Forum OpenACS Q&A: Full Text Search of uploaded PDFs, .DOCs, XLS, etc?

Hi
I'm evaluating tools for a corporate Intranet site, and basically have come down to OpenACS or Drupal.

OpenACS seems better is most regards, but one thing I cannot find how to do:
- is it possible to do a full text search on words in uploaded PDF or DOC, etc files? I cant see any modules or docs on how to do this...

Not a show stopper, but its presence would likely make openACS what we end up with.
Thanks!

Collapse
Posted by Dave Bauer on
Dirk Gomez and I are working on this feature for the next version of the search package. Basically it will call an external program to convert the uploaded files to text for indexing. There is already a hook in the search package for this, but no external programs are defined to be called.

I will have more information on the exact implementation soon. It will support Word, PDF, XL formats at a minimum, and it should be relatively easy to add new formats.

Collapse
Posted by Steve Francis on
Great, thanks!

Any idea of a rough timeline when it might be done?

Collapse
Posted by Frank Bergmann on
Hi Dave,

we would also be interested in this information. We are evaluating the HtDig suite of document converts.

Bests,
Frank

Collapse
Posted by Ryan Gallimore on
Hi Steve,

I recently added this functionality for PDFs, DOCs, and TXT by adding a few lines to search-procs.tcl, below. You should be able to apply a similar method for Excel files.

You'll need to download and install XPDF (http://www.foolabs.com/xpdf/download.html)and catdoc (http://www.45.free.net/~vitus/ice/catdoc/).
I retyped me changes below from memory, I think it's correct!

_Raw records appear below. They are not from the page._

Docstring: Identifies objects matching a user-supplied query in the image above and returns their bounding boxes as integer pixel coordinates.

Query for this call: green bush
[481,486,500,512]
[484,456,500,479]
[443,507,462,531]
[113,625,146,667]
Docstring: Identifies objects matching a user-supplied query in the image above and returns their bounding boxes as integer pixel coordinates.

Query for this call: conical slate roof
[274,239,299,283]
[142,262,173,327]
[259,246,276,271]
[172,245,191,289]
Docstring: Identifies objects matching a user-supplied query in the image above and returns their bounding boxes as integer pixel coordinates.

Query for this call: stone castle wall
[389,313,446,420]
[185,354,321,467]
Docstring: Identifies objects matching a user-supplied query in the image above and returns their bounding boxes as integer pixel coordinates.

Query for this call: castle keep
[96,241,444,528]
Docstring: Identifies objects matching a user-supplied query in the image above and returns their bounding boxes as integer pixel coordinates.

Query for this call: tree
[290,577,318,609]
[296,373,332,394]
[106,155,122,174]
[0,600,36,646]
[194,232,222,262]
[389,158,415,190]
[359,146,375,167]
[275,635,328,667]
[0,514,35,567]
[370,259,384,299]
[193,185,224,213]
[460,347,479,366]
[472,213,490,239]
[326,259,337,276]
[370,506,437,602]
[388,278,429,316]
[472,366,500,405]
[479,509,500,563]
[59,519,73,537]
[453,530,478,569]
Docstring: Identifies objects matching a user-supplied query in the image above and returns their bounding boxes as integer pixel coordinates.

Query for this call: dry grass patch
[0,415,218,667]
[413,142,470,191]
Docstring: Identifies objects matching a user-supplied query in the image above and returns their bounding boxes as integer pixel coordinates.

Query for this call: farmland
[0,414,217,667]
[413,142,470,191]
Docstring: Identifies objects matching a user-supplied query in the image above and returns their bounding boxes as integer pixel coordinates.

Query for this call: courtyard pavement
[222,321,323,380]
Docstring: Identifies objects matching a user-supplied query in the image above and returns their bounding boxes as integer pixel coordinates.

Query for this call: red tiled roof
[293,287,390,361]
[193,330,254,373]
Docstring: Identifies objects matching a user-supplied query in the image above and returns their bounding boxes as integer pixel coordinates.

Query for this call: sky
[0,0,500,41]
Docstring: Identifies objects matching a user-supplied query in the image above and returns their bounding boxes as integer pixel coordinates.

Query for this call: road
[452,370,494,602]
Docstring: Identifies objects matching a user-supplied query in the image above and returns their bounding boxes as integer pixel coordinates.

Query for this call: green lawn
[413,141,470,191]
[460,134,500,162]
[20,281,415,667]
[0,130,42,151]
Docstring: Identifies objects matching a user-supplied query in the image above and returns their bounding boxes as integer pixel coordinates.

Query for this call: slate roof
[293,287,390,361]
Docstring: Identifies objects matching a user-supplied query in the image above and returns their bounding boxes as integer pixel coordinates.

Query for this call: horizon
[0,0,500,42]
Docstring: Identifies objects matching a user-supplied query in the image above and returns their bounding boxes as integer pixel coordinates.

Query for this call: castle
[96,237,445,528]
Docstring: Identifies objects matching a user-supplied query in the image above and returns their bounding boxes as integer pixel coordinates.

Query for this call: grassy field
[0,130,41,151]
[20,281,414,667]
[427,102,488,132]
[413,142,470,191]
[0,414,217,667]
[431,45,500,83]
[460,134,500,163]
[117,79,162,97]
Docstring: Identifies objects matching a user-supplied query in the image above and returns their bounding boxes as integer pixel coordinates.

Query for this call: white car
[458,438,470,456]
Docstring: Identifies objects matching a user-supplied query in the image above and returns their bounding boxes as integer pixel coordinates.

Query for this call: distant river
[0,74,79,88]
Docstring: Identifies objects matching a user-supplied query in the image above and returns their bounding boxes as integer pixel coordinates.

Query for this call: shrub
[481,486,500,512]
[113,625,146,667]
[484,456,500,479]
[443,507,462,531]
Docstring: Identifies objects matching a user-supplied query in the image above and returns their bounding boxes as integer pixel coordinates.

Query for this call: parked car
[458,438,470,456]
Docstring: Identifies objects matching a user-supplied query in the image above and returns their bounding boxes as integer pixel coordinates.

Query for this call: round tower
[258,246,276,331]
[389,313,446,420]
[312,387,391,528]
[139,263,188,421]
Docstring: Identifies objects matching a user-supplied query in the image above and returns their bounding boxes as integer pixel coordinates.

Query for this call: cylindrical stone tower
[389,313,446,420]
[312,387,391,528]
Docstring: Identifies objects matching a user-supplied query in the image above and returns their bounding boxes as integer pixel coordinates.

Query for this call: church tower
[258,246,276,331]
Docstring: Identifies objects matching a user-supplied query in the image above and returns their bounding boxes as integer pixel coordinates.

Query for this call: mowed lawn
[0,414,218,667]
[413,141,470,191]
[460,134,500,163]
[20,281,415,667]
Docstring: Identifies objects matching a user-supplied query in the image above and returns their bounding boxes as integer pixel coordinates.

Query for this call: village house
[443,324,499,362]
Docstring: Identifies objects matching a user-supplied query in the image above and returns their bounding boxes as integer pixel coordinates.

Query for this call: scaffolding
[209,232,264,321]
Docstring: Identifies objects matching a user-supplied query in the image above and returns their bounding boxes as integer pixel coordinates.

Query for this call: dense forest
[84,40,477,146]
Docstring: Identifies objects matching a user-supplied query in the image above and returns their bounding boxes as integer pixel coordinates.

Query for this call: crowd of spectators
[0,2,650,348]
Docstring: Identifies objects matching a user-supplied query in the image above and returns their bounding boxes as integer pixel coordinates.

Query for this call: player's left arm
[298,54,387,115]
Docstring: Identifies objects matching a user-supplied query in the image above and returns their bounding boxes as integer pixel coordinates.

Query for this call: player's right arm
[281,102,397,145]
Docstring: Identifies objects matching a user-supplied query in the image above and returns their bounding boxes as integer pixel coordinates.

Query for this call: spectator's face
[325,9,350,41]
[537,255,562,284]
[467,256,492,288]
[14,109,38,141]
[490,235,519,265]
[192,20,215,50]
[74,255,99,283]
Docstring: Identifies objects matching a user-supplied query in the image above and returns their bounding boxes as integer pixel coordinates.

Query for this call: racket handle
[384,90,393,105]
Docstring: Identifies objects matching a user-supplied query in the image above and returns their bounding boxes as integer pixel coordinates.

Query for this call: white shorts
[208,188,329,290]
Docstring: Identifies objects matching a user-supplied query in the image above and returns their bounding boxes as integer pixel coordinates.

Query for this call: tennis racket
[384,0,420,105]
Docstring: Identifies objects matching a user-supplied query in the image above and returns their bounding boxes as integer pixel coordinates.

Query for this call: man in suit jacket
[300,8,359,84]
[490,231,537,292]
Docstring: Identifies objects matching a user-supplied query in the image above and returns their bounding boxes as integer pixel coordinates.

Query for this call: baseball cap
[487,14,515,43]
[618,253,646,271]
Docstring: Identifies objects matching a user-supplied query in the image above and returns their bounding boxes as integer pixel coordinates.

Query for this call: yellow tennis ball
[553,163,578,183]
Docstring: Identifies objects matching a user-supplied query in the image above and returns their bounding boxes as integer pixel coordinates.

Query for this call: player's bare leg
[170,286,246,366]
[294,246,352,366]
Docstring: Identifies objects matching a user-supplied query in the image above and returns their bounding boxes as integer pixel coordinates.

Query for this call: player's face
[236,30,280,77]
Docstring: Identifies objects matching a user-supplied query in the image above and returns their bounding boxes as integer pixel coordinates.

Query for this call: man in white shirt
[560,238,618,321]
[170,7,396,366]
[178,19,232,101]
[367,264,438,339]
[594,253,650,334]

ad_proc search_content_get {
    _txt
    content
    mime
    storage_type
} {
    @author Neophytos Demetriou

    @param content
    holds the filename if storage_type=file
    holds the text data if storage_type=text
    holds the lob_id if storage_type=lob
} {
    upvar $_txt txt

    set txt ""

    switch $storage_type {
        text {
            set data $content
        }
        file {
            # get filename instead of file contents.
            set data $content
            #set data [db_blob_get get_file_data {}]
        }
        lob {
            db_transaction {
                set data [db_blob_get get_lob_data {}]
            }
        }
    }

    #Pass $storage_type for distinguishing text/plain text
    #from text/plain file
    search_content_filter txt data $mime $storage_type
}

ad_proc search_content_filter {
    _txt
    _data
    mime
    storage_type
} {
    @author Neophytos Demetriou
} {
    upvar $_txt txt
    upvar $_data data

    switch -glob -- $mime {
        {text/plain*} {
            if ($storage_type == "file") {
              #use system cat command to feedback textfile
              #contents.
              set txt [exec cat $data]
            } else {
              set txt $data
            }
        }
        {text/html*} {
            set txt $data
        }
        {application/pdf*} {
            #use pdftotext to convert PDF file to text
            set txt [exec pdftotext $data -]
        }
        {application/msword*} {
            #use catdoc to convert Word file to text
            set txt [exec catdoc $data]
        }
    }
}

Restart the server and reload your content into search_observer_queue and you're ready to go.

Hope someone can use this. It works great!

Collapse
Posted by David Ghost on
Ryan,
I've just applied yours successfully.
Thank you Ryan.
But still I have some problems..
Most of my document written in Korean,
as a result, search indexer make index with broken characters..
So my question is how to handle MS documents composed by other than English?
I'm afraid this is not the right place to ask.
Hope to get some useful advice...